Ao colocar seu nome novamente no debate político, surge também uma obrigação inevitável: prestar contas à população sobre os episódios que marcaram sua administração.
Durante sua passagem pela Prefeitura, a gestão enfrentou desgastes que não podem ser ignorados. Houve multa aplicada pelo Tribunal de Contas do Estado por falhas no envio de informações obrigatórias. Também chamou atenção a tentativa de contratar um show milionário que acabou suspensa após questionamentos do próprio órgão de controle. Soma-se a isso o alerta relacionado ao elevado comprometimento da folha de pagamento, situação que colocou o município em evidência pelos motivos errados.
Outro ponto que certamente continuará sendo cobrado pela população diz respeito à emenda parlamentar destinada pela ex-deputada federal Vanda Milani para a construção da orla de Rodrigues Alves. O projeto foi anunciado como uma importante obra de infraestrutura e lazer para o município, mas a população não viu a obra sair do papel durante a gestão de Jailson Amorim.
Independentemente das razões administrativas que tenham impedido a execução, o fato é que a orla, aguardada por muitos moradores, não foi entregue. Para quem pretende retornar ao cenário eleitoral, essa é uma questão que merece explicações claras. Afinal, o eleitor tem o direito de saber o que aconteceu com um projeto considerado estratégico para o desenvolvimento e valorização da cidade.
Além dessas questões, a atual administração municipal tem enfrentado dificuldades administrativas e financeiras relacionadas a pendências herdadas da gestão anterior. Entre os desafios apontados estão problemas na estrutura administrativa e em contratos, situação que tem exigido medidas de reorganização para garantir a continuidade dos serviços públicos.

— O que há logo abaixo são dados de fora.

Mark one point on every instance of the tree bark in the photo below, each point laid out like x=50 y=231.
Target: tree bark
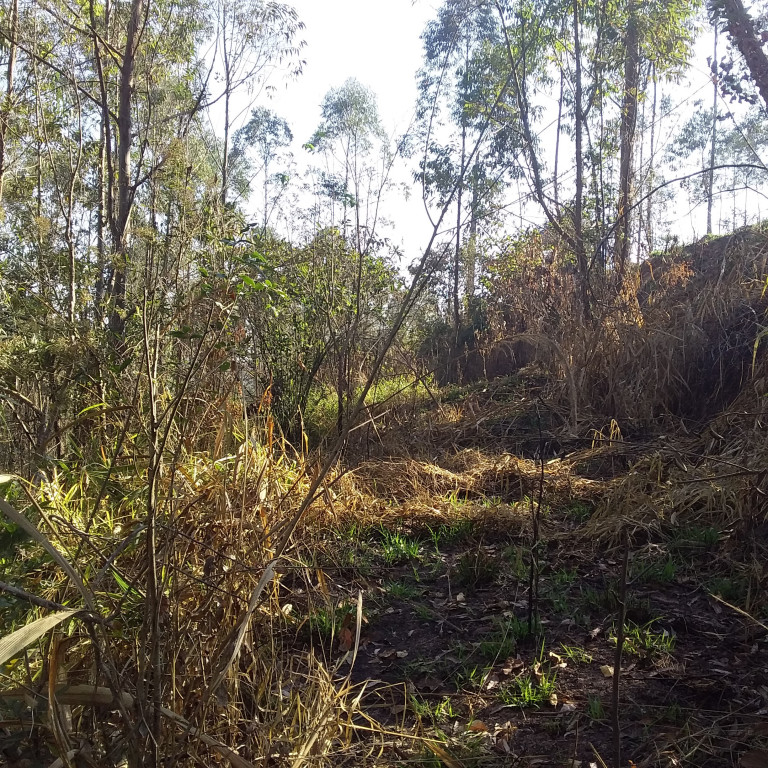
x=742 y=31
x=627 y=142
x=7 y=106
x=125 y=191
x=712 y=150
x=578 y=208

Essas alegações também fazem parte do debate político e reforçam a importância de que os fatos sejam esclarecidos à população.
Nenhum desses episódios desaparece porque o mandato terminou. Pelo contrário. Eles passam a fazer parte do histórico administrativo de quem agora pretende convencer o eleitor de que está preparado para assumir uma cadeira na Assembleia Legislativa.
Na política, pedir voto é fácil. Difícil é responder pelas decisões tomadas quando se tinha a responsabilidade de administrar recursos públicos.
Mais do que discursos, o eleitor espera coerência. Mais do que promessas, espera resultados. E mais do que marketing político, espera transparência.
Quem deseja representar todo o Acre precisa estar disposto a enfrentar perguntas importantes: o que deu certo, o que deu errado, quais lições foram aprendidas e como pretende evitar que situações semelhantes se repitam. Essas respostas interessam muito mais do que qualquer slogan de campanha.
O eleitor acreano merece menos propaganda e mais prestação de contas. Afinal, um novo mandato não pode servir para apagar as páginas mais controversas de uma gestão. Ao contrário: deve começar justamente por elas.
Em uma democracia madura, o voto não pode premiar apenas a popularidade. Deve reconhecer competência, responsabilidade e capacidade de explicar, com fatos, os acertos e também os erros do passado.